It's useful to know how fast an algorithm is and how much space it needs. This allows you to pick the right algorithm for the job.
Big-O notation gives you a rough indication of the running time of an algorithm and the amount of memory it uses. When someone says, "This algorithm has worst-case running time of O(n^2) and uses O(n) space," they mean it's kinda slow but doesn't need lots of extra memory.
Figuring out the Big-O of an algorithm is usually done through mathematical analysis. We're skipping the math here, but it's useful to know what the different values mean, so here's a handy table. n refers to the number of data items that you're processing. For example, when sorting an array of 100 items, n = 100.
Big-O | Name | Description |
---|---|---|
O(1) | constant | This is the best. The algorithm always takes the same amount of time, regardless of how much data there is. Example: looking up an element of an array by its index. |
O(log n) | logarithmic | Pretty great. These kinds of algorithms halve the amount of data with each iteration. If you have 100 items, it takes about 7 steps to find the answer. With 1,000 items, it takes 10 steps. And 1,000,000 items only take 20 steps. This is super fast even for large amounts of data. Example: binary search. |
O(n) | linear | Good performance. If you have 100 items, this does 100 units of work. Doubling the number of items makes the algorithm take exactly twice as long (200 units of work). Example: sequential search. |
O(n log n) | "linearithmic" | Decent performance. This is slightly worse than linear but not too bad. Example: the fastest general-purpose sorting algorithms. |
O(n^2) | quadratic | Kinda slow. If you have 100 items, this does 100^2 = 10,000 units of work. Doubling the number of items makes it four times slower (because 2 squared equals 4). Example: algorithms using nested loops, such as insertion sort. |
O(n^3) | cubic | Poor performance. If you have 100 items, this does 100^3 = 1,000,000 units of work. Doubling the input size makes it eight times slower. Example: matrix multiplication. |
O(2^n) | exponential | Very poor performance. You want to avoid these kinds of algorithms, but sometimes you have no choice. Adding just one bit to the input doubles the running time. Example: traveling salesperson problem. |
O(n!) | factorial | Intolerably slow. It literally takes a million years to do anything. |
Often you don't need math to figure out what the Big-O of an algorithm is but you can simply use your intuition. If your code uses a single loop that looks at all n elements of your input, the algorithm is O(n). If the code has two nested loops, it is O(n^2). Three nested loops gives O(n^3), and so on.
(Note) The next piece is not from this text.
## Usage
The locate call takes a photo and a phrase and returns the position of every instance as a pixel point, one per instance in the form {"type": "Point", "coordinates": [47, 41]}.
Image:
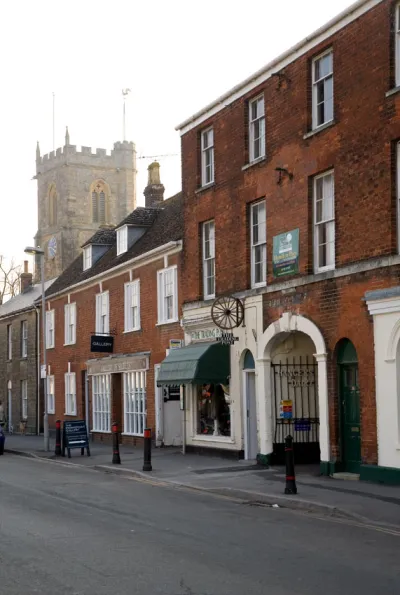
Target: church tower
{"type": "Point", "coordinates": [78, 192]}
Note that Big-O notation is an estimate and is only really useful for large values of n. For example, the worst-case running time for the [insertion sort](Insertion Sort/) algorithm is O(n^2). In theory that is worse than the running time for [merge sort](Merge Sort/), which is O(n log n). But for small amounts of data, insertion sort is actually faster, especially if the array is partially sorted already!
If you find this confusing, don't let this Big-O stuff bother you too much. It's mostly useful when comparing two algorithms to figure out which one is better. But in the end you still want to test in practice which one really is the best. And if the amount of data is relatively small, then even a slow algorithm will be fast enough for practical use.